One of the most common uses for the stencil buffer is for rendering real-time shadow volumes. In this case, the application calculates which parts of the image fall in the shadow of other objects, and stores these shadowed areas in the stencil buffer. The graphics processor can then compare each pixel it renders with the stencil buffer values to determine if it falls within the shadow of any objects that have already been rendered. As long as all objects are rendered in the correct order, this technique makes it possible to generate accurate shadows for any moving object and/or light sources in a scene.
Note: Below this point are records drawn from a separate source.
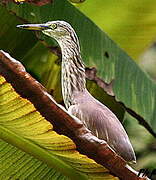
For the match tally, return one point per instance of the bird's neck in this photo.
(73, 72)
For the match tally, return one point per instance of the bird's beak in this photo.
(36, 27)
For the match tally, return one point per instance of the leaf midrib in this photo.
(31, 148)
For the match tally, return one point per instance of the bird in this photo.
(98, 118)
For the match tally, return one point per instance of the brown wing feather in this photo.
(105, 125)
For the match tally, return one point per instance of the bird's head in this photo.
(55, 29)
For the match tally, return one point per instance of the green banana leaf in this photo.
(130, 23)
(24, 126)
(131, 85)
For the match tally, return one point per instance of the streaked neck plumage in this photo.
(73, 70)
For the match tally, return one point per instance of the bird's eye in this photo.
(53, 26)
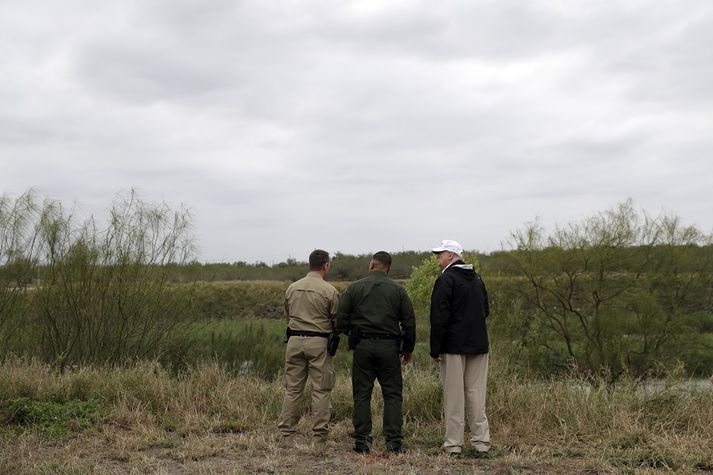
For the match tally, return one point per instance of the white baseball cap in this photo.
(450, 246)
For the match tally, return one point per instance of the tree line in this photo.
(621, 291)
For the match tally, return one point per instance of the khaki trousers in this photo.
(464, 380)
(306, 356)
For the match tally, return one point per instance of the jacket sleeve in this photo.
(486, 304)
(440, 314)
(407, 319)
(344, 312)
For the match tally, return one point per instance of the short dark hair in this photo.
(317, 259)
(382, 257)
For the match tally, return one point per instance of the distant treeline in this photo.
(346, 267)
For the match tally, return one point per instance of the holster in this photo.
(332, 343)
(354, 337)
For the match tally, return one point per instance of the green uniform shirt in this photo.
(377, 304)
(311, 304)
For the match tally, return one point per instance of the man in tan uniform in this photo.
(310, 306)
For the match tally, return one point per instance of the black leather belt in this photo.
(379, 336)
(292, 332)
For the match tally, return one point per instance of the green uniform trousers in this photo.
(377, 359)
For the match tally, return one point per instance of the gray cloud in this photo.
(397, 124)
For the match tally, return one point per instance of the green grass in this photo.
(210, 414)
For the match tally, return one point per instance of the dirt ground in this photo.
(113, 450)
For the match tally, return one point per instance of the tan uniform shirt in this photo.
(311, 304)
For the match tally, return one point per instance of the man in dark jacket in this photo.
(459, 342)
(378, 315)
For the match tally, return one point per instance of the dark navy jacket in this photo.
(459, 309)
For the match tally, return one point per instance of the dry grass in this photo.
(209, 422)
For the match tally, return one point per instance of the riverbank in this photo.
(144, 420)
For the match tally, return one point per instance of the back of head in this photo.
(317, 259)
(381, 260)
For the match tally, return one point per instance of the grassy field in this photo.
(143, 419)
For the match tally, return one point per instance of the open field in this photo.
(144, 420)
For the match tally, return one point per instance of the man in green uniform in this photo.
(378, 315)
(310, 306)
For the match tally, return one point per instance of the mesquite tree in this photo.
(104, 295)
(615, 292)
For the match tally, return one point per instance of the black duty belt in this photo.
(292, 332)
(379, 336)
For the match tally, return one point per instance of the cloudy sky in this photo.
(364, 125)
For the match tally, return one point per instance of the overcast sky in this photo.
(286, 126)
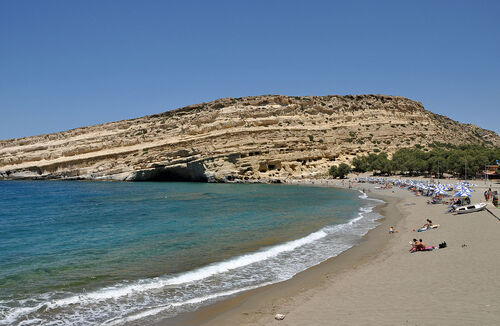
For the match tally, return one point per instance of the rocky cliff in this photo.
(261, 138)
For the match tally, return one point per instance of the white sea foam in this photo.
(129, 302)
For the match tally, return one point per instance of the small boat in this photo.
(469, 208)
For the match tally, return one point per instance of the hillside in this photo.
(261, 138)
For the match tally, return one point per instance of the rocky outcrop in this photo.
(261, 138)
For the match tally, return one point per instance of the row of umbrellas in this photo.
(462, 188)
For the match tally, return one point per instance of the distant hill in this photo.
(262, 138)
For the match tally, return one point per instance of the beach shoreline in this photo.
(372, 243)
(310, 295)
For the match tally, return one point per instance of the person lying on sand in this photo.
(414, 244)
(427, 225)
(421, 245)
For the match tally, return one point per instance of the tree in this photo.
(333, 171)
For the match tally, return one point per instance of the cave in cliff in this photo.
(181, 172)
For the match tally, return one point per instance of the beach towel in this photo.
(430, 248)
(428, 228)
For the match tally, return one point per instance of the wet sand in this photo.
(378, 282)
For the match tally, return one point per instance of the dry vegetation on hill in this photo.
(261, 138)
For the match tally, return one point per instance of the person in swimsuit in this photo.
(421, 245)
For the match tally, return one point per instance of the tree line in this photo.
(461, 161)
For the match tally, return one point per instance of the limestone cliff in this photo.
(261, 138)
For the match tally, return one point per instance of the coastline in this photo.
(265, 300)
(379, 282)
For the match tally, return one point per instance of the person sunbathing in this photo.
(427, 225)
(420, 245)
(414, 244)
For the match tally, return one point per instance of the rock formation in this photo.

In fact remember this when you look at the Doom III benchmark results later on in the review.
Directx9++
The ++ you notice is not a mistake. In all fairness this is a little 'frostbite' towards NVIDIA's marketing. They used DirectX 9+ compatibility as marketing gimmick, so now ATI adopted 9++ compatibility. Of course, + or ++ does not exists official in Microsoft specifications it just tells you a tad about how well it supports DirectX9 and how far beyond Dx9 specification the products are. ATI's DX9 compatibility should now pass NVIDIA's GeForce FX with features like Floating Point 3D Textures, Floating Point Cube Maps, Multiple Render Targets, Displacement Mapping (HOS), etc.
Clock Frequency
Both graphics core and memory speed have been upgraded also. The core now runs steady at 380 MHz while it's 256-bit memory is running at a 680MHz (2x340) frequency.